If we assume maximum breadth-first traversal,
batching all N pixels together, the example in Fig. 3 will
create at most one read request and one page miss at level 0
(all pixels start at the root, so after we read node 0 once, we
do not need to read it again), at most N read requests and
one page miss at level 1 (in the worst case consecutive
pixels alternately traverse to node 1 and node 2, requiring a
unique read request, but both nodes are on the same page)
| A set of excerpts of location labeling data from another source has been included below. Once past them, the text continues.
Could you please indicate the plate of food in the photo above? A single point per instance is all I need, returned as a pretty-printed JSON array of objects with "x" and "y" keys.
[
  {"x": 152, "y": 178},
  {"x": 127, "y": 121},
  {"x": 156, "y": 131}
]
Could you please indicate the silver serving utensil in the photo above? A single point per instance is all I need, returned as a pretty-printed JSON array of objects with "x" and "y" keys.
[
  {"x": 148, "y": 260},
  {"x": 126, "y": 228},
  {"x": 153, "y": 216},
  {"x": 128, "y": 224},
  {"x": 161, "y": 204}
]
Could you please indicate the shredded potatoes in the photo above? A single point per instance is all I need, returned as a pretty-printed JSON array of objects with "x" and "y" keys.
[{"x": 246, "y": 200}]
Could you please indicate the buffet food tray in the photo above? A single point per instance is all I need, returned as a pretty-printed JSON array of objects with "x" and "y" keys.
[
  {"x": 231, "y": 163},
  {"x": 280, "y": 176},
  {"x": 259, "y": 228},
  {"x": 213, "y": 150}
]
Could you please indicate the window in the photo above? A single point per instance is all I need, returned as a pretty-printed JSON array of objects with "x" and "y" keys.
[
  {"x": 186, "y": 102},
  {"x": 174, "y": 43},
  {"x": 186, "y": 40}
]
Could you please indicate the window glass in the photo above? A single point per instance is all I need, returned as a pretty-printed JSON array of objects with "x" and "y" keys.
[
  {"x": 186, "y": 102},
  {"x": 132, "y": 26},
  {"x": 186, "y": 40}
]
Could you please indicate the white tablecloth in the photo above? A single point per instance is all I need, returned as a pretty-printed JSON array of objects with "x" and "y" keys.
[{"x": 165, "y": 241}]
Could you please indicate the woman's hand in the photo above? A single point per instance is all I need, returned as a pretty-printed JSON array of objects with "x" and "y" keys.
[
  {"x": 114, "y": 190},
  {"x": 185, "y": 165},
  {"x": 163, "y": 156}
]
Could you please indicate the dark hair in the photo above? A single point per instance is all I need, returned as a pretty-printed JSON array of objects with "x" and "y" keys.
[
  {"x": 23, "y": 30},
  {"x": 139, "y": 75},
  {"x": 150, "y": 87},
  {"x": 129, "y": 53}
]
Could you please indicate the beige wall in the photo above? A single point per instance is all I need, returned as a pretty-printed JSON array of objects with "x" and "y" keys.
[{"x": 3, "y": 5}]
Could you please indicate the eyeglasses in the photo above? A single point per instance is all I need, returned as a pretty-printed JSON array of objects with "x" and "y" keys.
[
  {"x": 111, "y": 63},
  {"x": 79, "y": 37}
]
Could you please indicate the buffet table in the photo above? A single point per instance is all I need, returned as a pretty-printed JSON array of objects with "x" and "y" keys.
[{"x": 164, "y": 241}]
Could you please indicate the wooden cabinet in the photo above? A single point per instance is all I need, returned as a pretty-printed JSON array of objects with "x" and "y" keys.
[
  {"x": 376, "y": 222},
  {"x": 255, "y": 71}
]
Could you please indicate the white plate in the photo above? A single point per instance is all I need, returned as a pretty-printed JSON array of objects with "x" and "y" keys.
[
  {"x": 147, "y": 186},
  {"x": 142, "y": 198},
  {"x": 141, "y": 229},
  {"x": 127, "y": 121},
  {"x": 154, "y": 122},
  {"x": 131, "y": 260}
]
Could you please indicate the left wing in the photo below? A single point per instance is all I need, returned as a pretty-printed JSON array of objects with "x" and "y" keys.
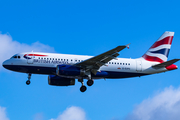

and at most N read requests and one page miss at level 2
(similarly, consecutive pixels may traverse to different
nodes, but all nodes at this level are on the same page). To
process all pixels in a maximal breadth-first manner will
require at most N*((T*L) – 1) read requests (and likely far
fewer) but only T*L*A page changes, where A is the
average number of pages required to hold the nodes on a
given level. A will be less than one towards the top of the
tree and greater than one towards the bottom of a large tree.
Although breadth-first traversal reduces the number of
memory transactions considerably, this approach also
requires more intermediate state (i.e. we must keep separate
current tree node pointers for each pixel in the batch).
Keeping the full 19,200 pointers needed for maximal
breadth-first traversal of the entire image requires ~57KB.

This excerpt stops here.